Misalliance, At The Tabard Theatre
Penny Flood reviews one of George Bernard Shaw's lesser known plays
It’s very clever and very funny, combining as it does Shaw’s intellect, his sense of humour and an appreciation of the absurd. Here we have a plane crash, a sexy Polish acrobat, aristocrats, a self made millionaire, a gun toting office clerk and a Turkish bath, all packaged in a very slick, professional production.
The action takes place in a single afternoon in a rather lovely Edwardian drawing room in the house of self-made millionaire John Tarleton (Clifford Hume), who made his fortune selling underwear. His wife Chickabiddy (Carrie Cohen), and their daughter Hypatia ((Roberta Mair) are sitting sewing and Hypatia is bored stiff, she’s young, pretty and rich and looking for excitement and a husband.
Hypatia is considering marriage to Bentley Summerhays (James Taylor Thomas), a spoilt brat whose only redeeming feature seems to be that his father is Lord Summerhays (Toby Davies). This means that Hypatia would marry into the aristocracy, and there’s the misalliance. In Edwardian times it was generally thought that marrying into a lower class damaged the aristocratic line. Interestingly, that thought doesn’t enter the mind of Lord Summerhays, who has his own reasons for hanging around the Tarleton household.

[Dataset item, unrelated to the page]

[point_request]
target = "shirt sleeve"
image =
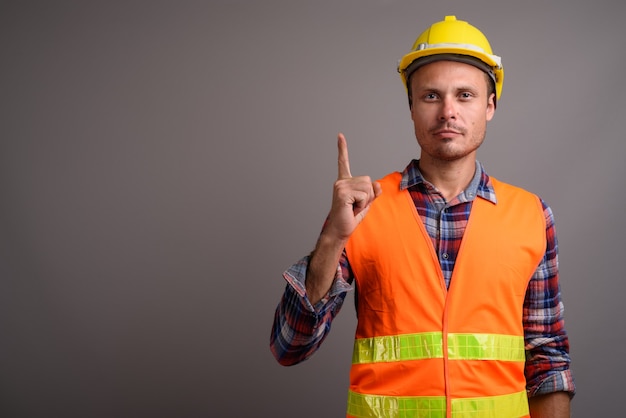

The two passengers in the plane, which crashes into the greenhouse, are the suave Joey Percival (Piers Hunt) and the Polish acrobat Lina Szczepanowska (Anna Marlene-Wirtz), catalysts for some terrific flights of fancy as what started as a peaceful afternoon turns into anything but. By a great coincidence Hypatia has had her eye on Percival for a while, and Lord Summerhays and Lina have met before, although that’s something he’s anxious to keep quiet. And just when you thought it couldn’t get any more complicated or funnier, the disgruntled, appropriately named clerk Gunner turns up waving a pistol, seeking justice for his mother who once knew John Tarleton.
John Tarleton, a big, bluff Yorkshire man with a big presence is the star of this show. He considers himself to be a man of ideas and he’s got lots of them. He’s also a bit of a philanthropist, supporting free libraries, and encouraging anybody within earshot to read. A voracious reader himself, he peppers his speech with literary quotes to suit almost any occasion or to support his line of thought. At one point, when a situation leaves him lost for words, he just says he’ll have to go and read King Lear.
It’s not perfect, some of the acting could have been tighter, but most of the fault lies with Shaw. His tendency to didacticism runs away with itself as some of the points are layered on a bit too thick, especially at the end when Lina makes a very long speech about what’s wrong with English society - snobbery, hypocrisy and sexual hang ups. We understand where she’s coming from, we get it, we’ve just seen the play, and the summing up of what we’ve just seen isn’t really necessary. But don’t let that put you off, this is a great chance to see a rarely performed Shaw work in Chiswick, and better take a bottle or water with you, it’s long and you can’t always trust the Tabard air conditioning.